Achieving concentration is a kind of training process. You learn some things in life theoretically and some by doing them. Achieving concentration belongs more to the second kind.
When you sit to meditate, you quickly become aware of your endless mental activity, of your thoughts, emotions and physical sensation arising and passing spontaneously. Mostly you find yourself carried away by them, seemingly experiencing situations that have no real existence, such as what was, what will be, what should be and so on.
Sometimes this may constitute your entire meditation. It is anyway not under your control. However, at some point you may awaken from your dream to notice you have been thinking. At the same moment, you may notice a bird, a flower, your breath, things that are really there at the moment.

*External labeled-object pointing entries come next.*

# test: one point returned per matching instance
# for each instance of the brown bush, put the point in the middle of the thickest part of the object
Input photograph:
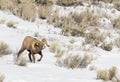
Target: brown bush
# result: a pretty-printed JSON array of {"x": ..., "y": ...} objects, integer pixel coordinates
[
  {"x": 69, "y": 2},
  {"x": 8, "y": 4},
  {"x": 4, "y": 49},
  {"x": 45, "y": 2},
  {"x": 75, "y": 61},
  {"x": 11, "y": 24},
  {"x": 108, "y": 1},
  {"x": 116, "y": 23},
  {"x": 44, "y": 11},
  {"x": 107, "y": 74},
  {"x": 76, "y": 24},
  {"x": 117, "y": 5},
  {"x": 2, "y": 77},
  {"x": 27, "y": 11}
]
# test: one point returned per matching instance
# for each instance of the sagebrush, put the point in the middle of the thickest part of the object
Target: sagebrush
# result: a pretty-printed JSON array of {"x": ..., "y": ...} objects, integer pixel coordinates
[{"x": 4, "y": 49}]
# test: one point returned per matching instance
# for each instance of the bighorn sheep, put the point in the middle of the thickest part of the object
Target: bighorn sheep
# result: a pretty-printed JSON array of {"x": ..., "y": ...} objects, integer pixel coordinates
[{"x": 33, "y": 46}]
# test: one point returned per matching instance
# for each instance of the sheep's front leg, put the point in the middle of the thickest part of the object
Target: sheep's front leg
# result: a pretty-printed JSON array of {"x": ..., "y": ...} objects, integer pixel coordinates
[
  {"x": 40, "y": 53},
  {"x": 30, "y": 56},
  {"x": 33, "y": 58}
]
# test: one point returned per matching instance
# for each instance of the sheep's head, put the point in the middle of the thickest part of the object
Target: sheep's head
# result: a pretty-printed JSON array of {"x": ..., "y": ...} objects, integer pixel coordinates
[{"x": 44, "y": 41}]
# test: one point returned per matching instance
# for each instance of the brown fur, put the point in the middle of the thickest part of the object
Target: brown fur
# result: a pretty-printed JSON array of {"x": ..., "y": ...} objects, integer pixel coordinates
[{"x": 33, "y": 46}]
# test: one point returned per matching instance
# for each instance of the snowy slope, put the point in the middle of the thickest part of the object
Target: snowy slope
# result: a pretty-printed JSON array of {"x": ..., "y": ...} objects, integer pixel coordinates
[{"x": 46, "y": 70}]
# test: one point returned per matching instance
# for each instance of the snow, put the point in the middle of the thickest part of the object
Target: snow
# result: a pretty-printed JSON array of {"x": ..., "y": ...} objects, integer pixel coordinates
[{"x": 46, "y": 70}]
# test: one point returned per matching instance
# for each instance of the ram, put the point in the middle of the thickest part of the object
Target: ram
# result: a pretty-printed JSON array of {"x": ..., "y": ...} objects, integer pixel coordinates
[{"x": 33, "y": 46}]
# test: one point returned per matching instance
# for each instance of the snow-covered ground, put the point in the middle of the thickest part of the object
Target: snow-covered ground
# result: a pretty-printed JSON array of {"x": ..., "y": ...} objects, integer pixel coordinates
[{"x": 46, "y": 70}]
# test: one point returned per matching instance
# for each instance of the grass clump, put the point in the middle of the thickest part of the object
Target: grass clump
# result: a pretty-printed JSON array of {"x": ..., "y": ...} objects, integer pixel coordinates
[
  {"x": 107, "y": 74},
  {"x": 68, "y": 2},
  {"x": 75, "y": 61},
  {"x": 4, "y": 49}
]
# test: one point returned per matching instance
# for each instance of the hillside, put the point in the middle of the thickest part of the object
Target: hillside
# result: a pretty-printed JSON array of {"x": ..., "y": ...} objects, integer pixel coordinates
[{"x": 84, "y": 38}]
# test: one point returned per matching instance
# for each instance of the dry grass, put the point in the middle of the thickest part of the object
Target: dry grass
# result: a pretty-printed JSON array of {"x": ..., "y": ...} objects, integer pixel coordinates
[
  {"x": 107, "y": 47},
  {"x": 2, "y": 77},
  {"x": 69, "y": 2},
  {"x": 116, "y": 23},
  {"x": 108, "y": 1},
  {"x": 75, "y": 61},
  {"x": 117, "y": 42},
  {"x": 107, "y": 74},
  {"x": 11, "y": 24},
  {"x": 2, "y": 21},
  {"x": 45, "y": 2},
  {"x": 117, "y": 5},
  {"x": 54, "y": 46},
  {"x": 44, "y": 11},
  {"x": 27, "y": 11},
  {"x": 4, "y": 49},
  {"x": 76, "y": 24},
  {"x": 22, "y": 61}
]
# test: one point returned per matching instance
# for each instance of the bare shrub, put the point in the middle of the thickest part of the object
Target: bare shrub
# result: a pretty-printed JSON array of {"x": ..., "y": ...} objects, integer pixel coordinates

This is a moment of enlightenment, of awakeness. If you notice it, the quality of this moment is remembered slightly. Each time this coming back to reality occurs, it become slightly deeper, purer, more stable and more likely to occur again.
So to achieve deep concentration, access these moments as often as possible. It is important to remember there is nothing you can do to cause them to occur. But you may become ever more familiar with them over time.
This is meditative training.
Most people need a teacher to kick-start the process by pointing out reality until it becomes familiar. I recommend you to:
- Find yourself a teacher.
- Make yourself some quiet time every day, so that meditation is more likely to occur
- Spend time with like-minded friends who can support you on the way.
Enjoy the experience, whatever happens.